Tu m’as dit fréquemment qu’on te trompait, que tu n’avais foi que dans les sentiments de ton épouse. Or, les paroles quelle prononce sont le résultat de machinations habiles et ne représentent pas la vérité. Si tu es impuissant à la libérer de ces influences, sois au moins sans cesse sur tes gardes contre les intrigants qui se servent d’elle comme d’un instrument. Éloigne ces forces obscures, et la confiance de ton peuple, déjà à demi perdue pour toi, te reviendra aussitôt.

J’ai longtemps hésité à te dire la vérité, mais je m’y suis décidé, avec l’encouragement de ta mère et de tes deux sœurs. Tu es à la veille de nouvelles agitations ; je dirai plus : à la veille d’un attentat.
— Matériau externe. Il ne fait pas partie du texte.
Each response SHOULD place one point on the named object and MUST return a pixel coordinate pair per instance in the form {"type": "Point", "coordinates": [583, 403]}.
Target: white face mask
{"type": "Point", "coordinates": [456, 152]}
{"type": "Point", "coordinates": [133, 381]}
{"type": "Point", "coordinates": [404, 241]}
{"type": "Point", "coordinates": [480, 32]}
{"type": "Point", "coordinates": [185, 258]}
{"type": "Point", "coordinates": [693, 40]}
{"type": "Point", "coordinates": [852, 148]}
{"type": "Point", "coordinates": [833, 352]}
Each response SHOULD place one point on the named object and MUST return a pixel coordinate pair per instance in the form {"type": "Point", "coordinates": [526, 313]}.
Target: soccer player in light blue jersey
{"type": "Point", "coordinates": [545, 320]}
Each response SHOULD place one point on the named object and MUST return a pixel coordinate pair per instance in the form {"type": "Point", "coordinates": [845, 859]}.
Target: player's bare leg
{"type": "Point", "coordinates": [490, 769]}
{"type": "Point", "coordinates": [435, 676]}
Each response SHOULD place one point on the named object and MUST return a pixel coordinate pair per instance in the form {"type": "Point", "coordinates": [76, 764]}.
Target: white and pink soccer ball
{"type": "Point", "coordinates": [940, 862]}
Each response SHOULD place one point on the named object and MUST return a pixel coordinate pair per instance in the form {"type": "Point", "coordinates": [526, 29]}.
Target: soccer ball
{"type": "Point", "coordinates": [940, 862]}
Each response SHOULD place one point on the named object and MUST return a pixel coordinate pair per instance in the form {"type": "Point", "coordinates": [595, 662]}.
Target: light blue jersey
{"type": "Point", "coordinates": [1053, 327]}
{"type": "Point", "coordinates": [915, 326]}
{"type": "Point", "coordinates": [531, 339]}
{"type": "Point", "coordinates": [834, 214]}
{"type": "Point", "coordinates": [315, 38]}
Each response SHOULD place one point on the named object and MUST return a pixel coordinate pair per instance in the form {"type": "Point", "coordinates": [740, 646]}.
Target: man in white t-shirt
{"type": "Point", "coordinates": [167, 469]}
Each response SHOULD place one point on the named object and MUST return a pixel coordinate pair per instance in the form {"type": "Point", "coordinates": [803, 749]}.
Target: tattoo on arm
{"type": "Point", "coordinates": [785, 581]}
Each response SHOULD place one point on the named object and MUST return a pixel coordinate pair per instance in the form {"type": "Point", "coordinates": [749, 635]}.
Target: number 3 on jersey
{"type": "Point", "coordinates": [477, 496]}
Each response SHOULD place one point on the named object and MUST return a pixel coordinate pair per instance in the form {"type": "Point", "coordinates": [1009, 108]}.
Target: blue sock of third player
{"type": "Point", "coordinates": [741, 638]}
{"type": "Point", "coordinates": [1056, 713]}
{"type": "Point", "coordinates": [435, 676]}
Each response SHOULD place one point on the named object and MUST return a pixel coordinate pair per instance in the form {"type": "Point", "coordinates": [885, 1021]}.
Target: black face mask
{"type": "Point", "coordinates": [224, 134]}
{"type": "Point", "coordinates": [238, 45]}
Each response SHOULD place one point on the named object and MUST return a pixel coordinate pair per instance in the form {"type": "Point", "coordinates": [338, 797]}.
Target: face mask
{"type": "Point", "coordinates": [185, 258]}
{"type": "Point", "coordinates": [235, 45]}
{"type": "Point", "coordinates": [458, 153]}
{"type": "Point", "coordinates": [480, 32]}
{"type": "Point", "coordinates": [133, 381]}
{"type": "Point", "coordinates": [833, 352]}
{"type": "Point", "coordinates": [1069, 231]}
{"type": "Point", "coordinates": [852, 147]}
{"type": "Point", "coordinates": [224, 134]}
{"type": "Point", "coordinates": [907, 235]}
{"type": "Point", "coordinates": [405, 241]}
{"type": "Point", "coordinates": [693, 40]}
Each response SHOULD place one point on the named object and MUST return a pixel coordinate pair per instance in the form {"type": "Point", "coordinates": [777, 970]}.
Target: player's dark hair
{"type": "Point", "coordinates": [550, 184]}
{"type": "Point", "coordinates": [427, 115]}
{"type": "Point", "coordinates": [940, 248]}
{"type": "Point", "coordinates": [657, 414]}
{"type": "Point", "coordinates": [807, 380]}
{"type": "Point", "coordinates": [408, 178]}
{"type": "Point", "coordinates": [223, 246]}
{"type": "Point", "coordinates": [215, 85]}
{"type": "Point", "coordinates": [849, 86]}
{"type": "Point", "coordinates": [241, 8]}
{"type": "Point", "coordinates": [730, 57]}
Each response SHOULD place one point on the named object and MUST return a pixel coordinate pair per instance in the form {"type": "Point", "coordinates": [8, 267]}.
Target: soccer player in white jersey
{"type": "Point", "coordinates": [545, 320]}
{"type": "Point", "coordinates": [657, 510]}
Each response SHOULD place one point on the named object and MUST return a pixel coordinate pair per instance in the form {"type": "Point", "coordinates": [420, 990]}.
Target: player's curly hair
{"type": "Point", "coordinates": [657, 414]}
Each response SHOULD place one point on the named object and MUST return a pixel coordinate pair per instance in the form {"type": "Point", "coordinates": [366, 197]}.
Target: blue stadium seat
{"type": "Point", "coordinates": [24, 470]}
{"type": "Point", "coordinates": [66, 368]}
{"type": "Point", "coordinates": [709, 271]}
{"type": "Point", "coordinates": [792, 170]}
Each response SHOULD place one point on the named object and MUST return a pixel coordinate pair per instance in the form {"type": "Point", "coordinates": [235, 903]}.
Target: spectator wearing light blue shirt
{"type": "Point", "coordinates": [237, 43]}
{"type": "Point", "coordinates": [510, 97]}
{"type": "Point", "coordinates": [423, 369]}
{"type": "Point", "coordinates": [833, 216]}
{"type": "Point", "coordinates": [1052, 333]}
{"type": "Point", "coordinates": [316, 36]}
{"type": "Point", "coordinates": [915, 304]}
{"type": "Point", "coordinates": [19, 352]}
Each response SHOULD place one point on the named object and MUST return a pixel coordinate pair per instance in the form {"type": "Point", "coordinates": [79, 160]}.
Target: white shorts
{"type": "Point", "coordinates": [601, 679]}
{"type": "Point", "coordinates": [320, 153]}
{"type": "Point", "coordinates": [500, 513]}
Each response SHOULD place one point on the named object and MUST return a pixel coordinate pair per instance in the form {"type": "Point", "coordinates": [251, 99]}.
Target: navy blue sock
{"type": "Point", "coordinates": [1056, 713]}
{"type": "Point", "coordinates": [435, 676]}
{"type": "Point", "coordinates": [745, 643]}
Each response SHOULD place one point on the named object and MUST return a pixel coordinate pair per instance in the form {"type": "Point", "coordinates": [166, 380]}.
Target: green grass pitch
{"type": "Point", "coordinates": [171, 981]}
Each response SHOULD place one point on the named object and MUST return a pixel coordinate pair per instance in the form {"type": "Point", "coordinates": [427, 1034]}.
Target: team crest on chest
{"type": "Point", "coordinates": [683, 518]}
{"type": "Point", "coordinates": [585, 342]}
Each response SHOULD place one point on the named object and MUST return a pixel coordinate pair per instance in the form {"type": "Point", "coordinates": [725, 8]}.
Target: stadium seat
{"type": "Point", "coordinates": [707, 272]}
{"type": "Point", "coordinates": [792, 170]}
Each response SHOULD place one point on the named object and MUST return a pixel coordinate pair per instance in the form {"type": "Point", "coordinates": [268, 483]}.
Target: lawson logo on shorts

Je parle pour le salut de ta personne, de ton trône et de la patrie.



Jeudi, 22 mars.

L’Empereur est arrivé, ce matin, à Tsarskoïé-Sélo.

Son arrestation à Mohilew n’a provoqué aucun incident ; ses adieux aux officiers qui l’entouraient, et dont beaucoup pleuraient ont été d’une simplicité banale, déconcertante... Mais l’ordre du jour, par lequel il a pris congé de l’armée, ne manque pas de grandeur :

Je m’adresse à vous pour la dernière fois, soldats si chers à mon cœur ! Depuis que j’ai renoncé, en mon nom et en celui de mon fils, au trône de Russie, le pouvoir a été transmis au Gouvernement provisoire qui a été formé sur l’initiative de la Douma d’Empire.

Que Dieu aide ce Gouvernement à conduire la Russie vers la gloire et la prospérité ! Que Dieu vous aide, vous aussi, vaillants soldats, à défendre votre patrie contre un ennemi cruel ! Pendant plus de deux ans et demi, vous avez à toute heure enduré les épreuves d’un service pénible ; beaucoup de sang a été versé, d’énormes efforts ont été accomplis et déjà l’heure est proche où la Russie et ses glorieux Alliés briseront d’un élan commun la suprême résistance de l’ennemi.

Cette guerre sans exemple doit être conduite jusqu’à la victoire définitive. Quiconque songe à la paix en ce moment est traître à la Russie.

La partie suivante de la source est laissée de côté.